Ich habe sie unten eingebaut damit durch den front Lüfter gut gekühlt werden und somit lange und sicher leben können, daten schützen hat höchste priorität ^^ . Die Festplatte in den Obere fächer hat sogar ein 80 mm Papst Lüter die von unten drauf blässt  . Wollte vermeiden zuviele festplaten oben haben wegen verstaute wärme.

Eventuell mit dein Teil , welche ein Lüfter hat, könnte es gehen. Aber ehrlich gesagt, Habe ich zur zeit nicht mehr viel Zeit und habe letzte Woche eine bedenkliche Zeit schon drauf Investiert um den Zusammen zubauen mit die neue Komponenten. Daher werde ich erstmal zusehen dass ich die Kabeln etwas mehr wiegen kann damit den Lüfter passt.

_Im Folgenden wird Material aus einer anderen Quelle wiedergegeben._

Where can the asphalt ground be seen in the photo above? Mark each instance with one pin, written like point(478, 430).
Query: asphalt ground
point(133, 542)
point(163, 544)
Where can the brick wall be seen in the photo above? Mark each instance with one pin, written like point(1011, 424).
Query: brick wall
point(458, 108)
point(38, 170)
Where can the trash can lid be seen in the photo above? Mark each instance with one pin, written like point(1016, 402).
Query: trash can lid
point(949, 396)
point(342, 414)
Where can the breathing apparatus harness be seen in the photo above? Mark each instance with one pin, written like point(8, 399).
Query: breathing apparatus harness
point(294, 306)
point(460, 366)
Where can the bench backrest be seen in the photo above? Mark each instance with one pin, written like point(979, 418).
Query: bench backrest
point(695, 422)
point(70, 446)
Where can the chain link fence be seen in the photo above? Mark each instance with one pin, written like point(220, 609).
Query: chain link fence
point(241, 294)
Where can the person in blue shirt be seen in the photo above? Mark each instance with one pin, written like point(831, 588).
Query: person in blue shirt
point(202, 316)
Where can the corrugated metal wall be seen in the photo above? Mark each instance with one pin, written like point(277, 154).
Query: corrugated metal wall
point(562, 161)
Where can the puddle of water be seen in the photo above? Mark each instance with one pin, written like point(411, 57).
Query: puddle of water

Irgendwann, warscheinlich habe ich wieder Zeit und Kraft mein Cheiftec zu Otimieren oder mir ein anderes Case zu holen 



Dr.Speed schrieb:


> Kai hat absolut recht und die 10°C weniger kann ich aus eigener Erfahrung bestätigen. Bei mir musste ich den Kühler nur um 90° drehen. Ich habe selber auch einen Groß Clock´ner.

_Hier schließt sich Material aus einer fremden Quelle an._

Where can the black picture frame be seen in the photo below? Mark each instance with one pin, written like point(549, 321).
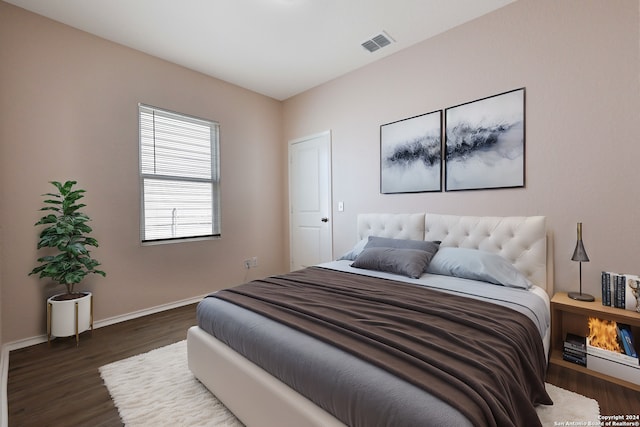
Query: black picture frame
point(485, 143)
point(411, 154)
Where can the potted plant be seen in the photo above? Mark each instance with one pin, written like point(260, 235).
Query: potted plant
point(66, 233)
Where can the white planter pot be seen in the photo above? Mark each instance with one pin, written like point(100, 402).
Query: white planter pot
point(69, 317)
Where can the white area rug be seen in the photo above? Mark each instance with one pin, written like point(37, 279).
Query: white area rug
point(157, 389)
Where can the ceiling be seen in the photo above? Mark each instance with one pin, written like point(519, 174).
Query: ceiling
point(278, 48)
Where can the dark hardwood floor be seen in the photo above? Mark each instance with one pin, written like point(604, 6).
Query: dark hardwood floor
point(60, 385)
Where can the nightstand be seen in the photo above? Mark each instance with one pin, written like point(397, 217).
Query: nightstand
point(571, 316)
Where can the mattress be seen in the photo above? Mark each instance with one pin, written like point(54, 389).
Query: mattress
point(315, 368)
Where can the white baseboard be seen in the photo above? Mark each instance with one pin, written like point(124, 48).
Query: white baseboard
point(26, 342)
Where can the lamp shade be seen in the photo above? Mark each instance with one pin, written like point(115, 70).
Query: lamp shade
point(579, 253)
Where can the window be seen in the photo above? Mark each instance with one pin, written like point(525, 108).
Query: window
point(179, 176)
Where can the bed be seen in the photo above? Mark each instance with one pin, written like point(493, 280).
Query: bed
point(275, 367)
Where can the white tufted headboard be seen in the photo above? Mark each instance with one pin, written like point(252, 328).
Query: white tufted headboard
point(521, 240)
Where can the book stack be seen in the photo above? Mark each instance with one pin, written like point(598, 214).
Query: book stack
point(621, 290)
point(575, 349)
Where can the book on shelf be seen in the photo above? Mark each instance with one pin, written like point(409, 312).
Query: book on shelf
point(575, 349)
point(626, 337)
point(620, 290)
point(579, 360)
point(575, 342)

Kühler drehen Ok, aber den Lüfter müsstest du nicht umdrehen? hat er von Werk aus geblasen?


----------



## KaiHD7960xx (1. Dezember 2009)

*AW: CPU Kühler Lüfter (Alpenföhn) Blasend oder Saugend?*



> 80 mm Papst Lüter


 ich habe auch einen 80mm Papst-Lüfte in dem HDD-Kit verbaut, der alte war zu laut.. Ist schwierig vernünftige 80mmmlüfter zu finden..^^

Ich werde meine Festplatte wieder nach unten bauen direkt vor den großen 200mm Lüfter..

Ich wollte eigentlich den Festplattekäfig rausnehmen, habe mich aber dann doch dagegen entschieden..


----------



## zocks (1. Dezember 2009)

*AW: CPU Kühler Lüfter (Alpenföhn) Blasend oder Saugend?*

*lach* Wie es sehe, deine Empfehlung die HDDs nach oben zu bringen, ist weniger eine empfehlung und grenzt eher an ein marketing versucht um dein Käfig los zu werden, *lach* da du wohl die gleiche Ansichten/Philosophie hast wie ich, was die Postierung der HDDs angeht


----------



## KaiHD7960xx (1. Dezember 2009)

*AW: CPU Kühler Lüfter (Alpenföhn) Blasend oder Saugend?*

ne bei dir wollt ich es vorschlagen weil du unten so wenig platz vorm kühler hast 

aber vl baue ich es in nen anderen rechner mal sehen.. ^^


----------